This function updates the obtained bigRR object into a new object with heteroscedasticity assumption.

Usage

bigRR_update(obj, Z, family = gaussian(link = identity), tol.err = 1e-6, tol.conv = 1e-8, GPU = FALSE)

Arguments

obj
A bigRR object.
Z
The design matrix for the shrinkage/random effects.
family
the distribution family of y, see help('family') for more details.
tol.err
internal tolerance level for extremely small values; default value is 1e-6.
tol.conv
tolerance level in convergence; default value is 1e-8.
GPU
logical; specify whether GPU should be used in computation. Note that: 1. this option is only available in the R-Forge versions of bigRR; 2. the package gputools is required in this case, and the computer's graphic card needs to be CUDA-enabled. Check e.g. NVIDIA website for more information.

Details

See the reference paper for details.

References

Shen X, Alam M, Fikse F and Ronnegard L (2013). A novel generalized ridge regression method for quantitative genetics.

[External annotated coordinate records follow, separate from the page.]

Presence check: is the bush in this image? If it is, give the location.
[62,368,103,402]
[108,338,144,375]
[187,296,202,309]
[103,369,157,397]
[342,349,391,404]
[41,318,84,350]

Genetics, 193, 1255-1268.

Examples

Run this code
# --------------------------------------------- #  
#              Arabidopsis example              #
# --------------------------------------------- #  

require(bigRR)
data(Arabidopsis)
X <- matrix(1, length(y), 1)

## Not run: 
# # fitting SNP-BLUP, i.e. a ridge regression on all the markers across the genome
# #
# SNP.BLUP.result <- bigRR(y = y, X = X, Z = scale(Z), 
#                          family = binomial(link = 'logit'))
# 
# # fitting HEM, i.e. a generalized ridge regression with marker-specific shrinkage
# #
# HEM.result <- bigRR_update(SNP.BLUP.result, scale(Z), 
#                            family = binomial(link = 'logit'))
# 
# # plot and compare the estimated effects from both methods
# #
# split.screen(c(1, 2))
# split.screen(c(2, 1), screen = 1)
# screen(3); plot(abs(SNP.BLUP.result$u), cex = .6, col = 'slateblue')
# screen(4); plot(abs(HEM.result$u), cex = .6, col = 'olivedrab')
# screen(2); plot(abs(SNP.BLUP.result$u), abs(HEM.result$u), cex = .6, pch = 19, 
#                 col = 'darkmagenta')
# 
# # create a random new genotypes for 10 individuals with the same number of markers 
# # and predict the outcome using the fitted HEM
# #
# Z.new <- matrix(sample(c(-1, 1), 10*ncol(Z), TRUE), 10)
# y.predict <- as.numeric(HEM.result$beta + Z.new %*% HEM.result$u)
# #
# # NOTE: The above prediction may not be good due to the scaling in the HEM 
# #       fitting above, and alternatively, one can either remove the scaling 
# #       above or scale Z.new by row-binding it with the original Z matrix.
# ## End(Not run)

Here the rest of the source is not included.